Film festivals do many good things. But one of the best is bringing to light documentaries that may never be seen otherwise. One of the best films I ever saw at Sundance was a humanistic doc about Chechnya that was never released outside of festivals in 2007, and still has yet to see DVD or Netflix.
SFIFF has done a good job of selecting worthy documentaries, and Eva Mulvad’s The Good Life seems to be one of the better ones. It’s being described as a new Gray Gardens but it’s important to note that the impoverished mother and daughter in The Good Life are not mentally ill. They are completely sane.
Annemette and Mette Beckmann are Danish ex-patriots living in Portugal in a tiny apartment, living only on Annemette’s (the mother’s) tiny pension. Years ago, they were extremely wealthy and lived a life of luxury that completely unprepared Mette (now in her fifties) for any sort of responsibility. “Work is still taboo for me… I’d rather die than work.” Mette is so unashamed of the fact she steals her mother’s pension to buy things like earrings. She doesn’t deny it when confronted and actually gets angry her mother isn’t providing for her better.
There’s a humor between the odd couple that they’re not aware of. As they have heated exchanges, or even normal ones, it’s almost like an SNL skit, without the slapstick. Mulvad used several home movies and photos of the two of much better times–relaxing in Paris or luxury hotel suites, soaking up the sun on beaches. The light mood established in the film’s opening act slowly and gracefully evolves into one of sadness. These two have damaged each other. Mette’s anger that her mother neither prepared her for a financially normal life, nor has the ability to continue the type of life she was used to is somewhat justified. Justified in that she wasn’t raised properly to deal with life. Annemette doesn’t have a choice but to take Mette’s verbal assaults (sometimes exacerbated by wine) since she’s created this monster.
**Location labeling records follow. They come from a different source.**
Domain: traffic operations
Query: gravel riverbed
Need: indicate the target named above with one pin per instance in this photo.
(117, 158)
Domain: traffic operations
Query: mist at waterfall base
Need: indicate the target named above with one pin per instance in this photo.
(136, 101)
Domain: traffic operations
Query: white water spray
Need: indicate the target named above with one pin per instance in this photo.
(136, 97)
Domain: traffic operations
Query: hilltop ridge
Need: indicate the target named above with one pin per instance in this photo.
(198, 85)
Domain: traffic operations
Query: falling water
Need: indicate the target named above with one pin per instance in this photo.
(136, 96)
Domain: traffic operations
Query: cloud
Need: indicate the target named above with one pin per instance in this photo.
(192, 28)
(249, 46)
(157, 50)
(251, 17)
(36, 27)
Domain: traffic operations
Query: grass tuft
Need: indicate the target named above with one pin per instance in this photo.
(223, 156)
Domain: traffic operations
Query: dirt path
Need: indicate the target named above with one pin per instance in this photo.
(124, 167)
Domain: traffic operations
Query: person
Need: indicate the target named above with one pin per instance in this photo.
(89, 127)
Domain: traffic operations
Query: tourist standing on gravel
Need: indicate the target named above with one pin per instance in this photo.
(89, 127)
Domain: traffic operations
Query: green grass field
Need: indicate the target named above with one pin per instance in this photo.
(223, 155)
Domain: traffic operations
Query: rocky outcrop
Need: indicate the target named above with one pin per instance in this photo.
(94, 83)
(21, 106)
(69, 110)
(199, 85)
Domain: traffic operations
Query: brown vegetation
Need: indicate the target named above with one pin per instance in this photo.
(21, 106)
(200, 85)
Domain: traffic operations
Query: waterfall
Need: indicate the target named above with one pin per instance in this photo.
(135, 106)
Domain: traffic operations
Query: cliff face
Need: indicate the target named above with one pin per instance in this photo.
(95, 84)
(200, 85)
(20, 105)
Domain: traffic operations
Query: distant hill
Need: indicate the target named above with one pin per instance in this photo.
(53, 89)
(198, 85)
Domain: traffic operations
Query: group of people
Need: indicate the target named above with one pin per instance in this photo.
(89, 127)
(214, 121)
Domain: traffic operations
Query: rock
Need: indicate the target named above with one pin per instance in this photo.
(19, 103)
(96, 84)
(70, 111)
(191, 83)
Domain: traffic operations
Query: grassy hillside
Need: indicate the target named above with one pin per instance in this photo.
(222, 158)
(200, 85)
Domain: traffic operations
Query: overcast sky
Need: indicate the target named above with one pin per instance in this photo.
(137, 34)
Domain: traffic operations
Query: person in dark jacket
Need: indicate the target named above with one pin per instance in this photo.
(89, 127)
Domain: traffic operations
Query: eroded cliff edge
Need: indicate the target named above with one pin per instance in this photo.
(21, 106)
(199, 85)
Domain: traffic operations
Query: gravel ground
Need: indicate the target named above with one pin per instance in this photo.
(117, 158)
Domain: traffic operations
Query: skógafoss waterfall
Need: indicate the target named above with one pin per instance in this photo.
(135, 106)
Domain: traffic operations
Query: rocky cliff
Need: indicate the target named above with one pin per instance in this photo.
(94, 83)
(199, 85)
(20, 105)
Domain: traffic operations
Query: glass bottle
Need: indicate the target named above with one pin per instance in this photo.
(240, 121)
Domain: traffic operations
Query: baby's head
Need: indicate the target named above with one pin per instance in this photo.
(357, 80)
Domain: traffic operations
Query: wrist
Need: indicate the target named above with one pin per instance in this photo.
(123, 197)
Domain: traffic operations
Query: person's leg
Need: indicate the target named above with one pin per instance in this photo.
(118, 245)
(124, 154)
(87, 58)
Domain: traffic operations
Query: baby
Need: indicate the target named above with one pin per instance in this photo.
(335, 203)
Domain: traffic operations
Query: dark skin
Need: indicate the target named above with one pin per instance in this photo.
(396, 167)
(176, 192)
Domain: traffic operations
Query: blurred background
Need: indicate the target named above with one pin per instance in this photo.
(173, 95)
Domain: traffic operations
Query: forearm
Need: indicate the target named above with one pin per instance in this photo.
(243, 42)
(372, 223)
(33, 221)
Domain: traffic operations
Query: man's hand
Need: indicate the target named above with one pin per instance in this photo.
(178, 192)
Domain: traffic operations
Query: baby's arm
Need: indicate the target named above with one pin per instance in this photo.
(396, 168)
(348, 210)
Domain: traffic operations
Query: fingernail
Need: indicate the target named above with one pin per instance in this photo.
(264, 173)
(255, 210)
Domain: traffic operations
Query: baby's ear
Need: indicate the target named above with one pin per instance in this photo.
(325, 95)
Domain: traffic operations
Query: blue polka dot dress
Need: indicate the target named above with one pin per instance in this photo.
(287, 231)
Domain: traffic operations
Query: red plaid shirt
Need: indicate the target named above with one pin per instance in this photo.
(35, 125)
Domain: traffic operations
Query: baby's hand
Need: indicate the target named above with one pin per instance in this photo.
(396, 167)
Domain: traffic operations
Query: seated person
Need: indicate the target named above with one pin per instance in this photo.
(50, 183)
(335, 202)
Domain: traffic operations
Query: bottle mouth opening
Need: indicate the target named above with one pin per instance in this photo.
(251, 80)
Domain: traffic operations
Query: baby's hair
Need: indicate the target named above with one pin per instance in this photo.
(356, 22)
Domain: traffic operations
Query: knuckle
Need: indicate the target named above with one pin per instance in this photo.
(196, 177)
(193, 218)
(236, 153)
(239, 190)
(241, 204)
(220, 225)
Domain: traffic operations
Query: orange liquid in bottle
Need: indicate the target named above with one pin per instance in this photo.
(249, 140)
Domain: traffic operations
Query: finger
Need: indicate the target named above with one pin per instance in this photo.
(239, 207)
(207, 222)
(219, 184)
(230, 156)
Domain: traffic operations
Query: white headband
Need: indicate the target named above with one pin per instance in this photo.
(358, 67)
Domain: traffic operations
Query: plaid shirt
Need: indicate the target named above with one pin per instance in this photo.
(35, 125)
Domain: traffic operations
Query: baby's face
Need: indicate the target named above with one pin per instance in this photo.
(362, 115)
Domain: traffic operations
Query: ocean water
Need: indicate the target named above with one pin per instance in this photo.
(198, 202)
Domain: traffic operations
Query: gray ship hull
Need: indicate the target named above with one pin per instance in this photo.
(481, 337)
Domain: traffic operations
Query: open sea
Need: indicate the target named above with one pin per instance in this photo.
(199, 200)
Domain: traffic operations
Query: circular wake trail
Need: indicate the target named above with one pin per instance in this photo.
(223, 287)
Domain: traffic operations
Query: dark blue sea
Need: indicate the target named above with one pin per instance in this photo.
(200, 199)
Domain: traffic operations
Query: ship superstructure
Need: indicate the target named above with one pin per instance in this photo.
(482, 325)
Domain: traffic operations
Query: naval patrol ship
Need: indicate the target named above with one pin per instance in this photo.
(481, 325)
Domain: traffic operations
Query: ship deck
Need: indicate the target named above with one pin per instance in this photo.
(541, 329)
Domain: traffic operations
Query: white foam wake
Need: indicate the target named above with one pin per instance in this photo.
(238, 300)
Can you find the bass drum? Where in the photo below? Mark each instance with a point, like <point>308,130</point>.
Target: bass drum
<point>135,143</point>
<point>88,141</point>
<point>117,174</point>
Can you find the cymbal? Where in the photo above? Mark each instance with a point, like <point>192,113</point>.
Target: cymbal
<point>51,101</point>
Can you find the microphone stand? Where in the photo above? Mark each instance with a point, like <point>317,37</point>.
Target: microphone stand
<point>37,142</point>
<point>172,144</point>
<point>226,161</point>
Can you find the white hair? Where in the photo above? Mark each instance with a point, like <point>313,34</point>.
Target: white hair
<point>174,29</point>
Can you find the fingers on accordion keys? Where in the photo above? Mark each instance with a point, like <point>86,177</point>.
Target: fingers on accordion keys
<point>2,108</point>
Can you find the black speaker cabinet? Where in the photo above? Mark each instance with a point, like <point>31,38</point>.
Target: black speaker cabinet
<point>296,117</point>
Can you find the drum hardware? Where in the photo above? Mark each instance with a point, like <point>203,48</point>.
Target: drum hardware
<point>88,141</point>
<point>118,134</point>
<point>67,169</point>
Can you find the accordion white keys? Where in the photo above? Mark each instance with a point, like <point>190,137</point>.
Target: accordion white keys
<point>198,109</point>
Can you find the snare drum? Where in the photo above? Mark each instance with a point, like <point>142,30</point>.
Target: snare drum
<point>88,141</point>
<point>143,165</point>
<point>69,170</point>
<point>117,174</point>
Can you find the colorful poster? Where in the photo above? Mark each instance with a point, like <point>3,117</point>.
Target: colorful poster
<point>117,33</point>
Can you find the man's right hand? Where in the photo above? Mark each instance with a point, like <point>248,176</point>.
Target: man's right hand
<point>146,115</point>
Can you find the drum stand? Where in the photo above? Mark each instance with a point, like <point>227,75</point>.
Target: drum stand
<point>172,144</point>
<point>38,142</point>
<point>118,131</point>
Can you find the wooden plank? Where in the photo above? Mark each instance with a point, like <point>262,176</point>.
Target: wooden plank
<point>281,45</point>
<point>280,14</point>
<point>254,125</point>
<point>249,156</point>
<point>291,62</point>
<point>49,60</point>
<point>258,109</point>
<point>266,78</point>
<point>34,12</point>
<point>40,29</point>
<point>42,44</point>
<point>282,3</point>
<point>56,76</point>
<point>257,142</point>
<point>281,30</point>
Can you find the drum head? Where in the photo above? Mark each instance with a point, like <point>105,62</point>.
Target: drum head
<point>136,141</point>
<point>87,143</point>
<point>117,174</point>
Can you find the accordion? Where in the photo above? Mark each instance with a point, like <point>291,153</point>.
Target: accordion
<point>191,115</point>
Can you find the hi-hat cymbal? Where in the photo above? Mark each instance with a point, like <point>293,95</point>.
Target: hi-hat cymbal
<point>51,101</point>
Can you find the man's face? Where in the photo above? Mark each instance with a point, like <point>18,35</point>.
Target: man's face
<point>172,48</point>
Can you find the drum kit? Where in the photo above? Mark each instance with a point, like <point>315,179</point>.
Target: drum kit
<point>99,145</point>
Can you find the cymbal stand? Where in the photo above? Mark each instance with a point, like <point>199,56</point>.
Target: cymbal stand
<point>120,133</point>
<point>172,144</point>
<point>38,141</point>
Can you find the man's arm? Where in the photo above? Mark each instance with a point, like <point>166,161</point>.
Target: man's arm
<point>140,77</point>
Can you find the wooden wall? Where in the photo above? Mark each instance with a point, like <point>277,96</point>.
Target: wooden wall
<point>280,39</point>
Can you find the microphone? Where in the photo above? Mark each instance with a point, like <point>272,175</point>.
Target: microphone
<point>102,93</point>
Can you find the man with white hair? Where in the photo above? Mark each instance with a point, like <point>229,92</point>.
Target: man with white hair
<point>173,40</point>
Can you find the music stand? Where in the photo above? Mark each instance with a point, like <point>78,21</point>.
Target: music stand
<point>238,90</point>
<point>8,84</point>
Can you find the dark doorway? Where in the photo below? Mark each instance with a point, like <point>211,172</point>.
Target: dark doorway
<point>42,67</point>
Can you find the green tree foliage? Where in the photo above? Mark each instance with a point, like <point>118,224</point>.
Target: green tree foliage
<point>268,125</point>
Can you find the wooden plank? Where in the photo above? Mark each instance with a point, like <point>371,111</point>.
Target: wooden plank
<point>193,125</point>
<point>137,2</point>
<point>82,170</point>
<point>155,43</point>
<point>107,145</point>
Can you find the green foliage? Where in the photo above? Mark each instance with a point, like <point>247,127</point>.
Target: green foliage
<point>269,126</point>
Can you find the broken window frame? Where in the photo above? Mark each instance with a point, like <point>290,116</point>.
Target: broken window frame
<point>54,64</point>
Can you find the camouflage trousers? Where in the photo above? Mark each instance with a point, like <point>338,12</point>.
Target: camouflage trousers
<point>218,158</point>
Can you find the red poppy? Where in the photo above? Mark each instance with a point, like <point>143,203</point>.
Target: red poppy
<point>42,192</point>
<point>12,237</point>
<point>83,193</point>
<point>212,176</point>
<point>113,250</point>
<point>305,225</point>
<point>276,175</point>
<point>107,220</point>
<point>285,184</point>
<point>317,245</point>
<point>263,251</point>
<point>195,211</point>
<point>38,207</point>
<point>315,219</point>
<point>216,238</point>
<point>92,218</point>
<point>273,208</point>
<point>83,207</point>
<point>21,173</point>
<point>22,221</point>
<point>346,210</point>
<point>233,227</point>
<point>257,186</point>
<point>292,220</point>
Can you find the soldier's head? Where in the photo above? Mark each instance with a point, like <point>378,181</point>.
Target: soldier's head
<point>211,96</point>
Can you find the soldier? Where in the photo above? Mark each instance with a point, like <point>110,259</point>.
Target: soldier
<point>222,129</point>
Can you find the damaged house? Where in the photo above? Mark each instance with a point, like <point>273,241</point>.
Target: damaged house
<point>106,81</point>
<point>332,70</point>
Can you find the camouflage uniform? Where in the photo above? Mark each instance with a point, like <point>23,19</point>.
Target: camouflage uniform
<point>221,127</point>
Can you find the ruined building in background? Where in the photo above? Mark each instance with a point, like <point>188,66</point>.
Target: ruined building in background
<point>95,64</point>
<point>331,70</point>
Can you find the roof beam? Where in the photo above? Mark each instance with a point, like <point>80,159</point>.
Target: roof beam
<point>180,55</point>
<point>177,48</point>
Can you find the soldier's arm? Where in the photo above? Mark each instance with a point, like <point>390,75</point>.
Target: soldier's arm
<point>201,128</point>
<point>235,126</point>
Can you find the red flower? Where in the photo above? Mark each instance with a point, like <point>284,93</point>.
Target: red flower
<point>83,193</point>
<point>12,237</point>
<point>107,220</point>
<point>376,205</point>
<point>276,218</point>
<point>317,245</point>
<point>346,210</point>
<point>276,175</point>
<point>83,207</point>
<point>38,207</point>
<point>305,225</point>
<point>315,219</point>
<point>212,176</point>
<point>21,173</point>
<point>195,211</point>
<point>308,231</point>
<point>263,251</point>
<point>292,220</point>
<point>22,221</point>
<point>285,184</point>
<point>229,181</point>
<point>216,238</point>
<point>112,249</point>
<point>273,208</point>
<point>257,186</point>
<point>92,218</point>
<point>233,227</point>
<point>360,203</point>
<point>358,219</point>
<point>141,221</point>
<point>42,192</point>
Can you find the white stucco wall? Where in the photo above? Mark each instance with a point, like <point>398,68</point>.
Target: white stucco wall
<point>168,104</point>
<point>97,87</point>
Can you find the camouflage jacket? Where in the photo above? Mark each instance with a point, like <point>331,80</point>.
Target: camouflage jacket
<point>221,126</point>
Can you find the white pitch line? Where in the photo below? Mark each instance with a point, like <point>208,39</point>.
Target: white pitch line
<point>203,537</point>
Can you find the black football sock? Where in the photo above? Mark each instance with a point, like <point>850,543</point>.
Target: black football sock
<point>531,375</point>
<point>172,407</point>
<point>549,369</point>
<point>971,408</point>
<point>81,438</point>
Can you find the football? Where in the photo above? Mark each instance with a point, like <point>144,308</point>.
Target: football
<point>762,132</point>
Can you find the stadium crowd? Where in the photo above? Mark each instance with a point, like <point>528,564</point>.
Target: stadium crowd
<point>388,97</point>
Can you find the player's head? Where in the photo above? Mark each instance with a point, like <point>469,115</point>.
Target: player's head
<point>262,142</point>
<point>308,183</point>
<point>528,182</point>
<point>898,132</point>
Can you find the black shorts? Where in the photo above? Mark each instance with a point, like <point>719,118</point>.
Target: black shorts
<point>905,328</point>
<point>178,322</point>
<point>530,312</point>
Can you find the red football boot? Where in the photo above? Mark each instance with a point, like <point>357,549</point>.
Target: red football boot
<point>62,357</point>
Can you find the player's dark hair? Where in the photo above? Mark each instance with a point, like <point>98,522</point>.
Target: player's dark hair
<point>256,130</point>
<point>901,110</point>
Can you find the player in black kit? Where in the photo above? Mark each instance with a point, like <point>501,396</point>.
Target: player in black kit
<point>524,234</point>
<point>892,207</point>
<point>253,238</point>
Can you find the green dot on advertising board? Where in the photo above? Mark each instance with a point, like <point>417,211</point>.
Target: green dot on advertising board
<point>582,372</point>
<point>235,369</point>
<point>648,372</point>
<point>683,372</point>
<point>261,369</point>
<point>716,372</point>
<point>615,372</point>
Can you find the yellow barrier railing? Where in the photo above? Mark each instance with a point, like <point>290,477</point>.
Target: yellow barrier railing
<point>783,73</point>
A more complete story unravels and we find out Annemette’s husband never really made any money, but coasted off the fortune of his father. He passed away years ago and Mette explains it was because of their bankruptcy. Annemette has a few candid moments on screen where her desperation is obvious, she’s scared of what will happen when she–and her pension– are gone.
The Good Life is a lovely film. It’s relevancy in today’s economic situation and job market is enough to strike just a little bit of fear in anyone. If it can happen to the super rich, it could happen to anyone. But then again that’s not the point of The Good Life.
Confident, strong directing makes for a fascinating, moving and touching film.